Kadınlar hakkında ettiği mide bulandırıcı laflar, kendisinde ilmin alası dahi olsa, o sözler ağzından çıktığı anda yerle bir etmiştir. kadın bağı reklamlarından duyduğu rahatsızlığı şarlatan gibi hareketlerle yaşına değil ama fikriyatına yakışır hareketlerle dile getirmiştir. bu adamlara göre kadın; "vajina etrafında gereksiz et yığını"dır, kadın düşünemez, karar veremez, yaşama hakkı sadece bu adamların müsaade ettiği kadardır, para verip satın aldığı herhangi bir eşya üzerinde hakkı neyse bu adamların, kadın üzerinde de aynı haklara sahiplerdir. onun için yadırgamamak gerekir bu çember sakallı zavallıyı, garip bir acıma duygusu uyandırdı bende, kadın olduğum halde. bir insan düşünün ki, yıllarca tasavvufla uğraşmış, okumuş, yazmış, çizmiş... fakat zerre kadar nasiplenememiş. kayıp bir yaşam, yazık.
sözüm ona yazar olan birkaç çapsızın kendisine köpek gibi saldırdığı gerçek alimdir.

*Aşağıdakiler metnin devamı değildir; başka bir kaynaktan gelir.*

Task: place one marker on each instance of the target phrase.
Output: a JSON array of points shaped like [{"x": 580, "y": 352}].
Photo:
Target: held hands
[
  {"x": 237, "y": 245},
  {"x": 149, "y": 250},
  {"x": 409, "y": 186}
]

konuşmasında hamileliğin davul zurna çalınarak ilan edilmesi terbiyemize aykırıdır* ifadesini kullandı. sonrasında da (el hareketiyle gösterdiği) abartılı bir karınla dışarıda gezilmemesi gerektiği fikrini savundu. "ayıptır, ayıp! bunun adı terbiyesizliktir!" sözlerini ise pet reklamlarını kastederek "kanatlısı, kanatsızı televizyonlarda uçuşuyor" dedikten sonra söyledi. yani terbiyesizlik konusunda dikkat çektiği nokta kadının mahremiyetinin ayan beyan sergilenmesiydi, hamilelerin sokakta gezmesi değil. ama elbette manşetler "hamilelerin sokakta gezmesi terbiyesizliktir" diye atılmış ve hocaya linç kampanyası başlatılmış. "terbiyesiz" sözünü sahiplenenler de meydanlara dökülmüştür.
bir tarafta geçmişimize hakim, son derece birikimli bir hocanın söyledikleri var, diğer tarafta "diren hamile" diye sokaklara dökülüp zerre tanımadıkları hocaya sövüp sayanlar, karınlarını dolduran erkekli kadınlı, ibneli, lezbiyenli gruplar var. ben sanmıyorum ki edepli bir anne adayı bu sözlerden alınıp da şişmiş göbeğine yazılar yazıp sokağa çıkarak objektiflere poz versin. ve işe bakın ki, kadınları cinsel obje olarak kullanıp kenara atan uçkur düşkünü erkek bozuntularıyla kendini kullandırtma meraklısı teşhirciler bir araya gelip bizlere kadın haklarını öğretmeye kalkıyorlar.
bizler gezi olaylarının ardından açıkça gördük ki ortada hakla batılın savaşı vardır. bunun böyle olmadığını savunan müslümansa kördür. onun için artık ne yeriz ne de yedirtiriz. biz çok gördük böyle itibarsızlaştırma hareketlerini.
kendisine sormak lazım, anası evde oturarak mı doğurmuş kendisini, zannederim yaşıyor ise suratına tükürmek istiyordur, yaşamıyor vefat etmiş ise mezarında dönüyordur kadıncağız...
hadi bu herif kendni bilmez de, programı sunan bekir develi bu sözün üzerine sırıta sırıta "haklısınız hocam, allah razı olsun" demesi üzerine aynı soruyu bekir e de sormak lazım; bekir senin anan seni evde oturarak mı doğurdu?